Step 4 — Monitoring and SLAs
Persist per-batch metrics and surface trends:
- completeness (% of required fields present)
- semantic pass rate (fraction of rows passing rules)
- lateness (max age of rows)
Alert when metrics cross thresholds. Prefer alerting on sustained degradation (e.g., 3 consecutive failing batches) to reduce noise.
Step 5 — Versioning and evolution
Treat contracts like software APIs. Use semantic versioning:
MAJOR: incompatible changes (rename, semantic change)MINOR: additive, backward compatible (new optional columns)PATCH: doc or metadata changes
When introducing a breaking change:
- Publish new contract version (e.g.,
1.0.0 -> 2.0.0). - Support both versions concurrently for the grace period.
- Provide migration guide and compatibility tests.
Step 6 — CI integration (contract tests)
Add contract checks to PR pipelines.
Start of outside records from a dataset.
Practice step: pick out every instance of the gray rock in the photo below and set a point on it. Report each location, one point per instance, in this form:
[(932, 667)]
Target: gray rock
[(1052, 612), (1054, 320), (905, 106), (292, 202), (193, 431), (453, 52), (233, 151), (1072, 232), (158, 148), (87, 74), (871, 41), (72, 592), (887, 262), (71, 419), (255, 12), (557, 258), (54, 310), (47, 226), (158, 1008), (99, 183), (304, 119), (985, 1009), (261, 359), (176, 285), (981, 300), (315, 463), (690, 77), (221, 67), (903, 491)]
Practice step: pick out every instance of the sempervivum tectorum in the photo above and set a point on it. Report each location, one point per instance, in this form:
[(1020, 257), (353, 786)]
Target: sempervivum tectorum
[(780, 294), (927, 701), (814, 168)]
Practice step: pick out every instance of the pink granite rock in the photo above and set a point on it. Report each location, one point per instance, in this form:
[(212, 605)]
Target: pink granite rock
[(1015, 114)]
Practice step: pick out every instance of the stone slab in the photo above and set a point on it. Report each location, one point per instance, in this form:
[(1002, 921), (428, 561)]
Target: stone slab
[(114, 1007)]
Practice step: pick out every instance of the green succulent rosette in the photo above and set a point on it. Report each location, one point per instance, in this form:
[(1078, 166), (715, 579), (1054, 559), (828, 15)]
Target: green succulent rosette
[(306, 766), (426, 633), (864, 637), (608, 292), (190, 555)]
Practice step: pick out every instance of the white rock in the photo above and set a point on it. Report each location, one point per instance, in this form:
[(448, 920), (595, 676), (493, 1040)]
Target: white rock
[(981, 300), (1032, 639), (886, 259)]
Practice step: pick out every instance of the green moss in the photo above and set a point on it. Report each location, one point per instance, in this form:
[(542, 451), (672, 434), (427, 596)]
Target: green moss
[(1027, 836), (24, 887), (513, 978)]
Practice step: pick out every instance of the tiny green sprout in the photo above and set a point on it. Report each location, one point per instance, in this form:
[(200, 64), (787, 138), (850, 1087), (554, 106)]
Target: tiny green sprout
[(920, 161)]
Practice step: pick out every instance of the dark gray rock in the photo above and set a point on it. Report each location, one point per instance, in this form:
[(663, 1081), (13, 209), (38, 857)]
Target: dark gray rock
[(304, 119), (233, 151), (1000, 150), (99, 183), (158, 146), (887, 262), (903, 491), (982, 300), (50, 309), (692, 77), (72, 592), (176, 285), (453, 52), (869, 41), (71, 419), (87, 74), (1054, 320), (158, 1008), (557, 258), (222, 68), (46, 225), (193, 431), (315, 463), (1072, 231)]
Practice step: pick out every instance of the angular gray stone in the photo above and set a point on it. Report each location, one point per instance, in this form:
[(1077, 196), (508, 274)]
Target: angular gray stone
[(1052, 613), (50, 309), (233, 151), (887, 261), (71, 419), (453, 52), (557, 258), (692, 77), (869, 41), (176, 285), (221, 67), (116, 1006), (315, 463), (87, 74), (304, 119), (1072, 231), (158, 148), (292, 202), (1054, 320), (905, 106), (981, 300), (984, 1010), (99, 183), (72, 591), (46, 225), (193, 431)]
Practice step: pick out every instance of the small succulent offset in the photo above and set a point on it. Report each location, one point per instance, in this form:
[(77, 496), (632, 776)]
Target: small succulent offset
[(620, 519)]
A minimal GitHub Actions sketch is included in this repo; the scripts/run_contract_tests.R script runs schema + semantic checks on fixture datasets and fails when severity: error rules are violated.
Example CI job (sketch):
name: Contract checks
on: [push, pull_request]
jobs:
contract-test:
runs-on: ubuntu-latest
steps:
- uses: actions/checkout@v3
- name: Setup R
uses: r-lib/actions/setup-r@v2
- name: Install deps
run: Rscript -e 'install.packages(c("pointblank","yaml","dplyr","readr","rlang"))'
- name: Run contract tests
run: Rscript scripts/run_contract_tests.RThe test script returns non-zero on critical failures so the job fails and the PR blocks.
Variants and Edge Cases
- Hard fail vs soft fail: choose based on downstream impact (billing vs dashboarding).
- Multiple consumers: publish consumer-specific SLAs or require producer to meet the strictest.
- Legacy systems: use an adapter or transformation layer that enforces contracts.
- Performance: sample for heavy checks, or validate asynchronously and quarantine.
- Partial evolution: require deprecation windows for renames and semantic changes.
Why it works
Contracts make implicit assumptions explicit, producing testable, versioned artifacts. They reduce mean time to detect and mean time to repair by making failures loud and descriptive.
Practical tools
- R:
pointblank,validate,assertr,yaml,readr - Python:
great_expectations,pandera,soda-core - Platform:
dbt, Protobuf/Avro, Apache Iceberg
Checklist / TL;DR
- Define and version a YAML contract (schema + semantics + SLAs)
- Validate at producer boundary; verify at consumer boundary
- Fail fast for critical data; quarantine or warn for non-critical
- Add contract tests to CI and monitor metrics over time
- Communicate breaking changes and support a migration window
Closing
Data contracts are a small upfront investment that dramatically reduce emergency debugging and restore trust in metrics. Start with your riskiest feed: define the contract, implement validation, and automate the tests. You’ll sleep better and spend less time in war rooms.